(Source: The Dallas Morning News)

By Robert T. Garrett and Terrence Stutz, The Dallas Morning News
Sep. 26--AUSTIN -- Managers of Texas' four big public pension funds say future benefits are secure and they have no plans to ask for financial help from state taxpayers in the wake of the collapse of several Wall Street firms.
Although many huge institutional investors routinely pumped money into the four financial concerns that tanked, leaders of pension funds for Texas teachers and other government employees said Thursday they placed only modest bets on AIG, Fannie Mae, Freddie Mac and Lehman Brothers.
Current and future retirees won't be hurt, said spokesmen for Texas funds covering teachers and state, municipal and county employees.
The federal government earlier this month bailed out AIG, Fannie Mae and Freddie Mac. Lehman declared bankruptcy Sept. 15.
Texas public pension system officials said they invest for the long term and should weather the unraveling of the vaunted financial houses that got burned by investing heavily in mortgage-related securities.
"The Teacher Retirement System has every confidence that our highly diversified fund is well-positioned to absorb fluctuations in the market and thereby best serve the long-term financial interests of our members," said Howard Goldman, a spokesman for the TRS, the state's largest public pension fund.
"While there are indeed challenges ahead, the aggregate of Texas public pension plans remain well-funded," the state Pension Review Board said Thursday.
Since the financial houses' stocks plunged this month, nervous workers and retirees have asked the state's public pension funds about possible losses. That sent fund managers scrambling for answers. Some highlights:
--Teacher Retirement System officials said they lost up to $145 million in Lehman stock as the company went into bankruptcy. That represented just more than a 10th of 1 percent of the $108 billion fund. Year-to-date losses in Lehman, AIG, Fannie Mae, Freddie Mac and Merrill Lynch, which nearly collapsed before being bought by Bank of America, cost the fund a little more than a half-percent of its value. TRS serves about 1.2 million active and retired public school and university employees. That includes 265,000 retirees.

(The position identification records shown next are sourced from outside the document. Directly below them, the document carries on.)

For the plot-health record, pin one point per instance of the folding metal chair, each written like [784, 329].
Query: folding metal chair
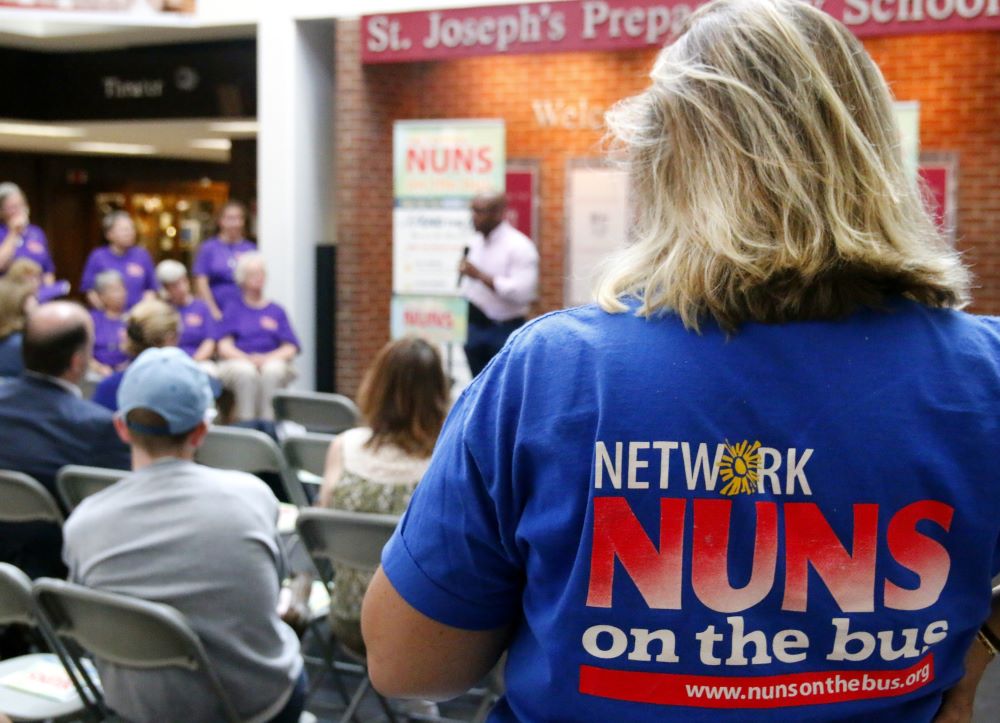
[125, 631]
[24, 499]
[74, 482]
[248, 450]
[17, 608]
[351, 539]
[317, 411]
[307, 452]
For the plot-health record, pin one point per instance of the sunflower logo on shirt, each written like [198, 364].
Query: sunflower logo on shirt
[739, 468]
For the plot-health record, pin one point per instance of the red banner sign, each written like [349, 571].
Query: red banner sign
[134, 7]
[623, 24]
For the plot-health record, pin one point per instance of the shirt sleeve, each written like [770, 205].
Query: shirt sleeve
[286, 335]
[226, 326]
[209, 325]
[454, 556]
[149, 283]
[90, 271]
[48, 265]
[201, 261]
[519, 285]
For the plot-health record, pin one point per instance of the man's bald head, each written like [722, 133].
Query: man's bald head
[57, 340]
[487, 211]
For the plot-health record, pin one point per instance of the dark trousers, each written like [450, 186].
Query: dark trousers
[296, 704]
[486, 338]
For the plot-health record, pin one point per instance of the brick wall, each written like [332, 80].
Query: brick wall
[956, 78]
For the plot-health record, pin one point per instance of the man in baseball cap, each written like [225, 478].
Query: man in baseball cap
[199, 539]
[163, 397]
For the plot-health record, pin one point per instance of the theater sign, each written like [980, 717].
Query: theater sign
[576, 25]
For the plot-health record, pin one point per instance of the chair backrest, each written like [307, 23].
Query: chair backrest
[75, 482]
[126, 631]
[354, 539]
[317, 411]
[307, 451]
[16, 605]
[24, 499]
[248, 450]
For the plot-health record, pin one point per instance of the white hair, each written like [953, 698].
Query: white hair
[9, 189]
[170, 271]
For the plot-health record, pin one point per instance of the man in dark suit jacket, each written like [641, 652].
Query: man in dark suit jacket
[45, 424]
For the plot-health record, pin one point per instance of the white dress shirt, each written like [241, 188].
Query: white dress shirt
[511, 259]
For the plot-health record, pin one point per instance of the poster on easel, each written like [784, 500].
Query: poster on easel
[438, 167]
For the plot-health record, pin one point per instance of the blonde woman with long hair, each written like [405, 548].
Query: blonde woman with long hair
[755, 481]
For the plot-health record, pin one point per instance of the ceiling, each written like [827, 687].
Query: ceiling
[204, 140]
[53, 31]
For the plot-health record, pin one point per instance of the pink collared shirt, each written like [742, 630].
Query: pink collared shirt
[511, 259]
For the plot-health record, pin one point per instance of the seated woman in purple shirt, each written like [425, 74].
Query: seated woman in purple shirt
[197, 330]
[122, 255]
[109, 324]
[256, 344]
[151, 323]
[20, 239]
[217, 257]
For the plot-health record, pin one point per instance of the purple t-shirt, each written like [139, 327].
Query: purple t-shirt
[197, 325]
[135, 266]
[256, 331]
[33, 245]
[109, 335]
[217, 260]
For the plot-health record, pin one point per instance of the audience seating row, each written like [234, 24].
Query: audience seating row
[111, 626]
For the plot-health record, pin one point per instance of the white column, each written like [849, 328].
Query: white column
[294, 112]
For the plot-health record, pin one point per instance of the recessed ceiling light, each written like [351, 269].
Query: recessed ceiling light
[39, 130]
[121, 149]
[212, 144]
[245, 126]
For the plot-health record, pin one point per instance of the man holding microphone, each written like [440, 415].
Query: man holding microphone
[498, 277]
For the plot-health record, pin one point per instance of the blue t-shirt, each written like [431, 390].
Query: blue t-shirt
[799, 522]
[106, 391]
[11, 363]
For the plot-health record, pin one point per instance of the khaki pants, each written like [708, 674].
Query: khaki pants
[254, 389]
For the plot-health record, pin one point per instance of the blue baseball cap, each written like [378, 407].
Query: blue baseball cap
[169, 382]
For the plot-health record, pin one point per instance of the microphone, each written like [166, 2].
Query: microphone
[465, 255]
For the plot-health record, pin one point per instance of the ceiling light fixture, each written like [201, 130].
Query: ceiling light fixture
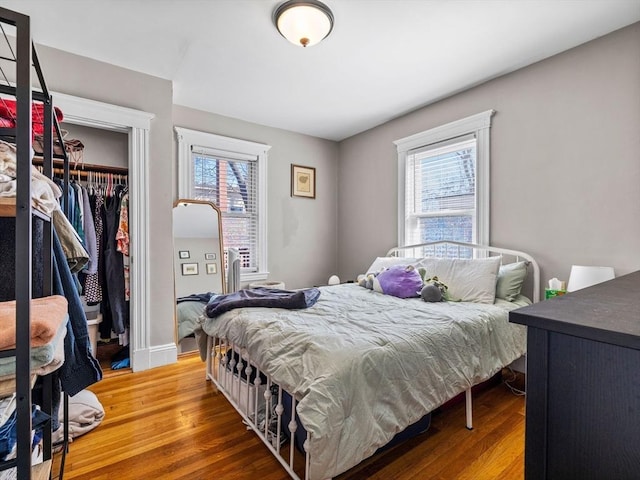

--The Employees Retirement System, which pays the pensions of 70,000 retired state government workers, lost $175.5 million on investments with AIG, Fannie Mae, Freddie Mac, Lehman and Merrill Lynch. ERS officials said the loss amounts to less than 1 percent of the fund's $22 billion value as of Sept. 15 -- and in recent years it has made $356.5 million in interest on bonds and notes issued by some of the troubled firms.
--Municipal Retirement System, through index funds, owned some $3 million of the firms' stock. "We do not anticipate significant losses," said Bill Wallace, spokesman for the $14 billion fund, which has about 30,000 retirees.
--County and District Retirement System, with 32,000 retirees, had $70 million of bonds from Lehman. Their value after bankruptcy proceedings isn't known, said spokeswoman Amy Bishop. She said the $17 billion fund's only other exposure to the recent turmoil was through a Wilshire 5000 index fund. She said she had no details.
Some local governments, such as Dallas and Dallas County, operate their own pension funds.
Officials with the city of Dallas Employees' Retirement Fund and the Dallas Police & Fire Pension System said they operate "very diversified" funds that remain strong.
Jerry Brown, chairman of the police and firefighter fund, said the fund has only "minimal" investments in the troubled financial firms.
Cheryl Alston, executive director of the city's fund, said, "We can pay benefits this month, next month and 10 years from now."
Still, she said, "I'm watching the developments minute by minute."
Staff writer Dave Levinthal in Dallas contributed to this report.